In contrast, in the case of Scope
there is tremendous value in reflecting the use of Scope
at the type level so we know whether a workflow is resourceful and can have operators that reflect at the type level that we have provided a Scope
to part of our application. Similarly if we have a database transaction reflecting at the type level that some workflow needs to be done as part of a transaction and when we are "executing" a transaction is extremely valuable.
Business Logic​
The other potential use of the ZIO environment is describing the dependencies of our business logic itself. Normally, we implement higher level services in terms of lower level services using constructor based dependency injection with ZLayer.
import zio._
trait HighLevelService {
def doSomething: ZIO[Any, Nothing, Unit]
}
object HighLevelService {
val live: ZLayer[LowLevelService, Nothing, HighLevelService] =
ZLayer.fromFunction(HighLevelServiceLive(_))

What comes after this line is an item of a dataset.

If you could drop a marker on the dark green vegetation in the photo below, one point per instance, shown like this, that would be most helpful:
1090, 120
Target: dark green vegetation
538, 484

final case class HighLevelServiceLive(lowLevelService: LowLevelService) extends HighLevelService {
def doSomething: ZIO[Any, Nothing, Unit] =
??? // implemented in terms of `LowLevelService`
}
}
trait LowLevelService {
def doSomethingElse: ZIO[Any, Nothing, Unit]
}
object LowLevelService {
val live: ZLayer[Any, Nothing, LowLevelService] = ???
}
This allows us to avoid using LowLevelService
in the environment and to not "leak" implementation details, since the dependency on LowLevelService
is an implementation detail of HighLevelService
that might not even exist if HighLevelService
is refactored.
However, the question arises then of how we should work with HighLevelService
in the core of our business logic or the center of the "onion" in the onion architecture?
There are two approaches to this.
Everything as a Service​
The first approach is just that everything is a service:
sealed trait ApplicationService {
def run: ZIO[Any, Nothing, Unit]
}
object ApplicationService {
val live: ZLayer[Any, Nothing, LowLevelService] = ???
final case class ApplicationServiceLive(highLevelService: HighLevelService) extends ApplicationService {
val run: ZIO[Any, Nothing, Unit] = ??? // business logic implemented in terms of high level services
}
}
object Main extends ZIOAppDefault {
val run =
ZIO
.serviceWithZIO[ApplicationService](_.run)
.provide(
ApplicationService.live,
HighLevelService.live,
LowLevelService.live
)
}
This style avoids any usage of the ZIO environment that is not a local capability except for possibly a single time within ZIOAppDefault
. This way there is no need to implement service accessors, except for potentially writing tests, and there is a certain conceptual regularity that everything is a service.
Using ZIO Environment​
However, there can be a feeling that defining this final ApplicationLevelService
is unnecessary and we would like to be able to write our business logic in terms of high level services directly without making it another service:
import zio._
object Main extends ZIOAppDefault {
val myProgramLogic: ZIO[HighLevelService, Nothing, Unit] =
for {
_ <- ZIO.serviceWithZIO[HighLevelService](_.doSomething)
- <- otherLogicHere
} yield ()
val run =
myProgramLogic.provide(
HighLevelSevice.live,
LowLevelService.live
)
}
There has been some movement towards the "everything is a service" approach since it avoids the need to implement service accessors but it can be a matter of team style which of these approaches to use. Either way our program is the same except for whether in our business logic we call methods on services directly or use the environment for that.